Using DataX to Sync Data Between Buckets with Metadata Acceleration Enabled

Terakhir diperbarui:2024-03-25 16:04:01

Overview
DataX is an open-source offline data sync tool. It can efficiently sync data between various heterogeneous data sources, including MySQL, SQL Server, Oracle, PostgreSQL, HDFS, Hive, HBase, OTS, and ODPS.
COS buckets with metadata acceleration enabled can act as the HDFS service in the Hadoop system to provide Hadoop Compatible File System (HCFS) semantics-based access for your business.
This document describes how to use DataX to sync data between two buckets with metadata acceleration enabled.
Environmental Dependencies
HADOOP-COS and the corresponding cos_api-bundle.
DataX version: DataX 3.0.
Download and Installation
Downloading hadoop-cos
Download hadoop-cos and cos_api-bundle of the corresponding version from GitHub.
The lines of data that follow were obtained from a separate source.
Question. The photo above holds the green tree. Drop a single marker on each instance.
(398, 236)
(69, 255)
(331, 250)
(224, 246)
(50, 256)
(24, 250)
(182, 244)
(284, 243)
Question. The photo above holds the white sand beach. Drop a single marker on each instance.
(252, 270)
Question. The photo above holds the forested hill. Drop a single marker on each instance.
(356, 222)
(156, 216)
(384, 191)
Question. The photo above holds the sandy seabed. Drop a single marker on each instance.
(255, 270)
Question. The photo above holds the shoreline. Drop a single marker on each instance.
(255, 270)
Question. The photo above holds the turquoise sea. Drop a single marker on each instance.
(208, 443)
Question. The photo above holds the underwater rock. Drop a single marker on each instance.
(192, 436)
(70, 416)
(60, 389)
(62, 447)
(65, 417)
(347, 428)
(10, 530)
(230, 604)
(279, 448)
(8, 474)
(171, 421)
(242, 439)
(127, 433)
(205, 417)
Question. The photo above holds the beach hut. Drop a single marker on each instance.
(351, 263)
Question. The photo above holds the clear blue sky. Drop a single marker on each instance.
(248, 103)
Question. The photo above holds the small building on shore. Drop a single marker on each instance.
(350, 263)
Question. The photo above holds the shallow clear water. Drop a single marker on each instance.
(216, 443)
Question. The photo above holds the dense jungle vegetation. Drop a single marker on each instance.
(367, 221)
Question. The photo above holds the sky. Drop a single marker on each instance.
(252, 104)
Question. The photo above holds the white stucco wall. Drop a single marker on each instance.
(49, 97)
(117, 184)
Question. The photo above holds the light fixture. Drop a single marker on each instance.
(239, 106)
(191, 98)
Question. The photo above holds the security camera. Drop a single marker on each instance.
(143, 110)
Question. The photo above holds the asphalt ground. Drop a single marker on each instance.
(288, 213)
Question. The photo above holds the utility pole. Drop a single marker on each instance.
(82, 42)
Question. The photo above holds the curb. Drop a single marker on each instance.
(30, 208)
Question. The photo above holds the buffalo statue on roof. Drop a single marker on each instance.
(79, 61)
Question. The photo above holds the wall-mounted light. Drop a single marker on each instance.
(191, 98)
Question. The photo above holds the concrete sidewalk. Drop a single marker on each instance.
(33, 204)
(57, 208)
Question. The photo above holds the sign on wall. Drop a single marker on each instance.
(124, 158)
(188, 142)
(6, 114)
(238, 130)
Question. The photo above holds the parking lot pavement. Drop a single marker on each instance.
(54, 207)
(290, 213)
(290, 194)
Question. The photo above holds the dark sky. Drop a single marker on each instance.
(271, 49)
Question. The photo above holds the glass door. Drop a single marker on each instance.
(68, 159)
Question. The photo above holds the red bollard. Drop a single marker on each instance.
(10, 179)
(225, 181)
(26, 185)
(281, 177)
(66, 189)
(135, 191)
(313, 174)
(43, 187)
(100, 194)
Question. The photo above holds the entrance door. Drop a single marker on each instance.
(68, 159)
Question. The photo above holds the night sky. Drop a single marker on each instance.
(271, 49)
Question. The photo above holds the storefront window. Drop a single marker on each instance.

Download chdfs-hadoop-plugin from GitHub.
Downloading DataX package
Download DataX from GitHub.
Installing hadoop-cos
After downloading hadoop-cos, copy hadoop-cos-2.x.x-${version}.jar, cos_api-bundle-${version}.jar, and chdfs_hadoop_plugin_network-${version}.jar to plugin/reader/hdfsreader/libs/ and plugin/writer/hdfswriter/libs/ in the extracted DataX path.
How to Use
Bucket configuration
Enter the bucket with metadata acceleration enabled, and configure the VPC where the DataX server runs in HDFS Permission Configuration.
Note: 
 The source and destination buckets should at least allow read and write requests in the VPC respectively.
DataX configuration
1. Modify the datax.py script
Open the bin/datax.py script in the DataX decompression directory, and modify the CLASS_PATH variable in the script as follows:
CLASS_PATH = ("%s/lib/*:%s/plugin/reader/hdfsreader/libs/*:%s/plugin/writer/hdfswriter/libs/*:.") % (DATAX_HOME, DATAX_HOME, DATAX_HOME)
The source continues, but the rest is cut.